More than 300 women gathered in Yangon to discuss such topics as women’s security, health, peace building and conflict prevention; critical in a country with more than 60 years of war and more than a dozen areas of ongoing fighting. U.S. Ambassador Derek Mitchell stressed the need for women to work together and create a broad women’s network to break down ethnic and religious boundaries.
The challenges the country faces on this issue only became apparent to us as after we left behind the razzle-dazzle of Yangon’s Shwedagon Pagoda, with its 14 acres of gilded temples and Buddhas with flashing neon halos, and flew an hour north to visit camps near Sittwe in Rakhine for internally displaced people.
Here, on a dusty plain, dozens of flimsy bamboo houses were erected in April for the 140,000 Muslims who were forced to flee from their villages last year to escape the violence from their Buddhist neighbors. We met with a group of nine Rohingya women and sat together on the floor, shoes left at the door as is the custom here. They told us stories of their eviction from their homes, many of which were burned to the ground. People drowned as they tried to escape in boats. One woman said she was one of only three survivors from a group of 100. She was quiet during our visit, staring off into the distance.
As Myanmar makes its steady transition from autocratic rule to democracy, the tensions between Buddhists and Muslims persist. Aid workers as well as many Burmese are disappointed that Aung San Sui Kyi, a Nobel Peace prize winner, has not spoken out more strongly on this discrimination and violence against Muslims. The prevalent view is that with elections scheduled for 2015 and her ambitions to be president, she does not want to alienate the Buddhist majority on this issue.
The group of Rohingya women complained about their living conditions, with several families living together in the house, sometimes as many as eight people to a room. They said they did not feel safe and were afraid of going to the latrines in the darkness of night. They said they had no voice in camp affairs since there were no women on the camp council. There was no school for the many children who scampered about, some naked in the hot sun.
In August, the International Red Cross opened a health clinic that offered the first medical care for this group of people in a year. The lone doctor there said he sees up to 230 patients a day. Respiratory and skin infections among the children are common. Food supplies were dwindling. Half of the water pumps were broken.
Too Much Time, No Money
Mostly the women were upset that they had nothing to do and no way to earn any money. They are not permitted to leave the camp. In their villages they used to help their husbands with fishing and farming, but now the men have no nets and no boats and no land for planting. They, too, are idle all day. Domestic abuse is on the rise.

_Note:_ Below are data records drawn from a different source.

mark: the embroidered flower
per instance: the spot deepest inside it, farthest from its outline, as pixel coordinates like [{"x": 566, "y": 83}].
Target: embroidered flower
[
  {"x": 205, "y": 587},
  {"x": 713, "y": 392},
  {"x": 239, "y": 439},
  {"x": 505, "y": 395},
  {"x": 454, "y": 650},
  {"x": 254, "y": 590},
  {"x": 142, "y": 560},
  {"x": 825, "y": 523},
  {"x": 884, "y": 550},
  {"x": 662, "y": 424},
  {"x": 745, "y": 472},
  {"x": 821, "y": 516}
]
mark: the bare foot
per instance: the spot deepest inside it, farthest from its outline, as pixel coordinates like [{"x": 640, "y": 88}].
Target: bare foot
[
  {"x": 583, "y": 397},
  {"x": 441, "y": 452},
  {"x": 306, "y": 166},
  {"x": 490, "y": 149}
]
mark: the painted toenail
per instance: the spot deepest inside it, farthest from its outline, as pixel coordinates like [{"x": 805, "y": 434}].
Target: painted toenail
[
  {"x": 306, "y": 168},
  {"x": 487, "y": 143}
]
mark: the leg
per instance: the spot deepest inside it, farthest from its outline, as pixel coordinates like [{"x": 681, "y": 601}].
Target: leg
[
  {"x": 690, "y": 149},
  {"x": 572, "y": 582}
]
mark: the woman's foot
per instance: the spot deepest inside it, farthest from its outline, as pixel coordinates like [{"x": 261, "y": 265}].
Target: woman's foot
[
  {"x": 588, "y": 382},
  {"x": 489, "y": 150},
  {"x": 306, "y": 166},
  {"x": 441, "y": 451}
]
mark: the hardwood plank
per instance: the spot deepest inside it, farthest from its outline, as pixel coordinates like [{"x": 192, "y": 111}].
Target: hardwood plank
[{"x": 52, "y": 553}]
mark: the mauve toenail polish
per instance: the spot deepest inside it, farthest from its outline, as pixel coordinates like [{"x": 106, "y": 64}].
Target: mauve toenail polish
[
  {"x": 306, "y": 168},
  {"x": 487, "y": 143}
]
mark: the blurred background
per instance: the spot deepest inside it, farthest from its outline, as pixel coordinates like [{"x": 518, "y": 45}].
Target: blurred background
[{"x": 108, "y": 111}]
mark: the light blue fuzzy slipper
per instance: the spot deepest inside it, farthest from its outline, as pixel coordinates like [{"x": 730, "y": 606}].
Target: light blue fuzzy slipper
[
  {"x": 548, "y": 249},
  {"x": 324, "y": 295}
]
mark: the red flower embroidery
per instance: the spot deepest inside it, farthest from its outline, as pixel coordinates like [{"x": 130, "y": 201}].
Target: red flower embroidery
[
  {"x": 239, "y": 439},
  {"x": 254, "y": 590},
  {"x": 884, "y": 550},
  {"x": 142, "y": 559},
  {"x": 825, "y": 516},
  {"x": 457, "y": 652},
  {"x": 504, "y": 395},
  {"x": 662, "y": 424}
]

The women wanted sewing machines to make clothes but there is no market for them. They asked for goats so they could eat and sell meat, but officials from the United Nations High Commissioner for Refugees pointed out there were land use restrictions.
“These people are running out of ways to cope,” said a U.N. officer. “They are desperate.” Some women are turning to “survival sex;” selling their bodies to provide for their families.
Mostly, the women said they wanted to go home. But at this time the government has no plan for these stateless people, neither a right of return nor the right to settle. In fact, they are considered illegal immigrants from Bangladesh, though some of have lived in Myanmar for generations.
At the end of our visit, we thanked the women for sharing their stories. But then they said: visitors come, we talk to them, they listen, leave. Nothing changes for us. We, too, could not make any promises, though the Women’s Refugee Commission is considering sending an expert to evaluate feasible livelihoods.
“We need to help them build more positive coping strategies,” said Sarah Costa, executive director of the Women’s Refugee Commission, “building up secure in-camp economies, improving their access to basic survival needs and finding constructive ways to address their trauma, their fears and their idleness.”
Jurate Kazickas, a former Women’s eNews board member, is a writer living in New York City.